The old case that gets cited a lot has to do with someone leaving their car with the keys in the ignition. A young kid (not the car owner's) jumps in and puts the car in gear and causes property damage. The car owner is liable for the damage along with the kid.
There should have been repercussions for the parents of the Van Maur shooter, as well as the OPD officer who's sidearm was used at Millard South.
I have a significant issue with requiring one person to take responsibility for the actions of another.
Most people have a hard enough time handling their own self-control issues---expanding it to make you responsible for someone else's self-discipline (or lack thereof) seems like a bad idea.
Once you start that sort of thing, suddenly you get people judging you based on "whether or not you did ENOUGH" --- where said "enough" is based on whatever enough people vote for----and we KNOW that will be wrong.

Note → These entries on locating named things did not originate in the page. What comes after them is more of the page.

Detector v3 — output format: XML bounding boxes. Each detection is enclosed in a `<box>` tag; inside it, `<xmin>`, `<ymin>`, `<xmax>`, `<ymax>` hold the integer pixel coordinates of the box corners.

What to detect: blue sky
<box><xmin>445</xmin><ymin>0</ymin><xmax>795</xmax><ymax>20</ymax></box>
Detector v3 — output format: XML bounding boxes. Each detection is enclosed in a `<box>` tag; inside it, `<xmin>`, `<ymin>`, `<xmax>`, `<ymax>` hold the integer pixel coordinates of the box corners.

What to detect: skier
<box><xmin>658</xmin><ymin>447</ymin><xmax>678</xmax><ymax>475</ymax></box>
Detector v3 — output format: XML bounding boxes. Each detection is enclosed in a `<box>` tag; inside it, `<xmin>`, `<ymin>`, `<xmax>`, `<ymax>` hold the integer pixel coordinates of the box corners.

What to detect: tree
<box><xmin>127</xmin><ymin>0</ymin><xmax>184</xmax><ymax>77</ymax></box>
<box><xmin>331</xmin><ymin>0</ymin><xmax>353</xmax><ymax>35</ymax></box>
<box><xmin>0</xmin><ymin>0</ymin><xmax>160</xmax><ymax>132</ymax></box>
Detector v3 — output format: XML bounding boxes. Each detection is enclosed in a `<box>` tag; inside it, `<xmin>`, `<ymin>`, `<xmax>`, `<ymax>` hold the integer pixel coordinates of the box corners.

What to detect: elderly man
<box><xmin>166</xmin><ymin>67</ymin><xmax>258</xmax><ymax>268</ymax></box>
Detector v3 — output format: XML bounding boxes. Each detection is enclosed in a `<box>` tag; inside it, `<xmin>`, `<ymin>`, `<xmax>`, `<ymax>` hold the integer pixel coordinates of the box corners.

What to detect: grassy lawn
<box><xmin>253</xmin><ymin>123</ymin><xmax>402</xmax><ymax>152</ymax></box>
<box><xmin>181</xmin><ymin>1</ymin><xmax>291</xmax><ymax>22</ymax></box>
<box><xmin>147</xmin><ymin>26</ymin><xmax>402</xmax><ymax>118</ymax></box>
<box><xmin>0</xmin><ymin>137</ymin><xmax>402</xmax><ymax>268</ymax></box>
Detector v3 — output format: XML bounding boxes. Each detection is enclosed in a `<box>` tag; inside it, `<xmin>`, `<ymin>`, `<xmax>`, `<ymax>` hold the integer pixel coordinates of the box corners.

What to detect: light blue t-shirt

A shop teacher in a high school has plenty of tools around. Once, during a study hall period, a student took an exacto knife from the shop and stabbed another kid in the shop. (This didn't happen in my current school, but a previous one.) Is it the teacher's fault?
I leave my car with the keys in it---and indeed, a kid jumps into and takes off, and then crashes. That is my fault? Really? Yeah, because kids don't know that is stupid. Right.
I have a gun at home, and an adult offspring takes it and goes and shoots someone. This is
my fault?
No.
Oh---for those people with kids at home (where the kid is at least a teenager): If you think they don't know the combination to your safe safe by now, you are deluding yourself. Seriously.
Think about it----you want to make a legal precedent that says that someone else's actions are YOUR FAULT. Someone
else.
What on earth makes you think you can control other people's actions?